The Story of This Day is the gruesomely glib, cool-headed, wine-sloshing, lip-smacking, sonogram-guided, cranium-removing traffic of human baby body parts by a group of powerful, educated professional women in America (whether or not their own pockets are lined). (Talk about having a price on your head!)
The ones to be corrected are the cheerleaders of these women, who are predominantly groups like: Democrats, atheists, agnostics, liberal feminists, unions, liberal Catholics, and mainline Protestants. Round up the usual suspects.
Will pro-life Democrats speak truth to power? Will they be heard by their party? One hopes the pro-life remnant that does exist in these circles -- they are there, I know and love some of them -- have a voice and are courageous and heard.
About a Boy
But Fox News (and I am not generally a Fox New apologist), with all of its round-the-clock media coverage of this gruesomely compelling story, is not to be blamed. Look to the other networks for their comparative silence.

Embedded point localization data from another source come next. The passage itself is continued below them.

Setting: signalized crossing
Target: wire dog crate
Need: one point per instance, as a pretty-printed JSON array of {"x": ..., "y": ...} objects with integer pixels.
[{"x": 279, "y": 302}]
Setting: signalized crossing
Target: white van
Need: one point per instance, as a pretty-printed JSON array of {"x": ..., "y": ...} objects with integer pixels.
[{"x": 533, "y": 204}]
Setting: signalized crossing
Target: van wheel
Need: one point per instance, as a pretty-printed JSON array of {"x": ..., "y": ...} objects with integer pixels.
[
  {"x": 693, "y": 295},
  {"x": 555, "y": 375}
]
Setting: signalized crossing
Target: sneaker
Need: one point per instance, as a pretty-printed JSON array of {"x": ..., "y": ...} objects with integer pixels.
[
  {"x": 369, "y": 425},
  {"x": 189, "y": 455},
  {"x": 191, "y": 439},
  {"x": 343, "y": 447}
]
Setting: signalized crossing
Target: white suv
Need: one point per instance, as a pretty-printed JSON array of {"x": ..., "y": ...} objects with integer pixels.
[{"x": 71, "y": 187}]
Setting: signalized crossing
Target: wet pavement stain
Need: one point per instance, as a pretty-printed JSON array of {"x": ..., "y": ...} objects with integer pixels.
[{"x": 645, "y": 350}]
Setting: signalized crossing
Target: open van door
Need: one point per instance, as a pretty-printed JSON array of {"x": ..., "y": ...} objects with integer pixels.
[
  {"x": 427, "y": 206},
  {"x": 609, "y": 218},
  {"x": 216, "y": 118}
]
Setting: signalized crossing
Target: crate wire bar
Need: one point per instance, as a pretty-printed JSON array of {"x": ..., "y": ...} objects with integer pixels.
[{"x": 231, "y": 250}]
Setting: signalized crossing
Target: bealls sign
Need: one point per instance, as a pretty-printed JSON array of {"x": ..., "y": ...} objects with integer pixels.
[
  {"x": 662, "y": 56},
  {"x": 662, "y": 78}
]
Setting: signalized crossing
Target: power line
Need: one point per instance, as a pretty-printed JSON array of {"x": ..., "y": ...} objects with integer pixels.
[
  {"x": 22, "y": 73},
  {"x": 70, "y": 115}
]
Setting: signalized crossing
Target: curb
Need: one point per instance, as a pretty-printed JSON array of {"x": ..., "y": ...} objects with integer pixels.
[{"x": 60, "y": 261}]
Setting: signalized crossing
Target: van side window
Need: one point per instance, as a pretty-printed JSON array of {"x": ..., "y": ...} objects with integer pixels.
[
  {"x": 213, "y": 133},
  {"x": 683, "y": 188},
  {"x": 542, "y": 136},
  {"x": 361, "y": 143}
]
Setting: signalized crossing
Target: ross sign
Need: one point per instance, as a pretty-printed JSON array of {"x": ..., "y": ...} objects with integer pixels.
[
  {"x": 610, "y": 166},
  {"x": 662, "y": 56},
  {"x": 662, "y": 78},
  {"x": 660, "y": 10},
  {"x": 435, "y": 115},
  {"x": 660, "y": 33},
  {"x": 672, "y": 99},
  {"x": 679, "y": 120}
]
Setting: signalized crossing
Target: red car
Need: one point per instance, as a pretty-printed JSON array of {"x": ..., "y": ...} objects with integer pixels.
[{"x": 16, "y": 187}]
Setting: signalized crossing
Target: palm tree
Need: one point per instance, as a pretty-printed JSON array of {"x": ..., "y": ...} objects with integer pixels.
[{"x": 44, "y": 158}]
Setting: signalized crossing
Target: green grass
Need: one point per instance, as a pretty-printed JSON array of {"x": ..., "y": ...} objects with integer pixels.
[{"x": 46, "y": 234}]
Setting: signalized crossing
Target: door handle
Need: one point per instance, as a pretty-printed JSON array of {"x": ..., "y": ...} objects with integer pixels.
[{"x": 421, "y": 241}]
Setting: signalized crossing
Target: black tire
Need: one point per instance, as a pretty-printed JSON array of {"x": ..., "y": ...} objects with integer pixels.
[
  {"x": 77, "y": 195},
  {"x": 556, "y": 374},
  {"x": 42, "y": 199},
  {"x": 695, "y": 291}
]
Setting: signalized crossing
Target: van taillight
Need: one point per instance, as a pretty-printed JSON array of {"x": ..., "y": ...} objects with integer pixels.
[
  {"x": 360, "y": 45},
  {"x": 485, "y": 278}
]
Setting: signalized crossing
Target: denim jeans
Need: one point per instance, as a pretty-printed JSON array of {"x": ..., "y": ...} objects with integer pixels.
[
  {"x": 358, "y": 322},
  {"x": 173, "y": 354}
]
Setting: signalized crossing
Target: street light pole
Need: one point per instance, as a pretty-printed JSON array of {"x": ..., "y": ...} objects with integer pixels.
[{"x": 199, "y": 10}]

Likewise, the story of the day is simply and obviously NOT the undercover sting operation to catch these doctors, lawyers, leaders, and researchers in the act of pushing a baby boy's bloody legs and arms around a glass pie dish, sifting through his parts, his little eye, his little head -- a baby boy they'd just killed intentionally.
As Redd says, above: folks, this one is not hard to figure out, or nuanced.
The story of the day is The Brutal Act itself.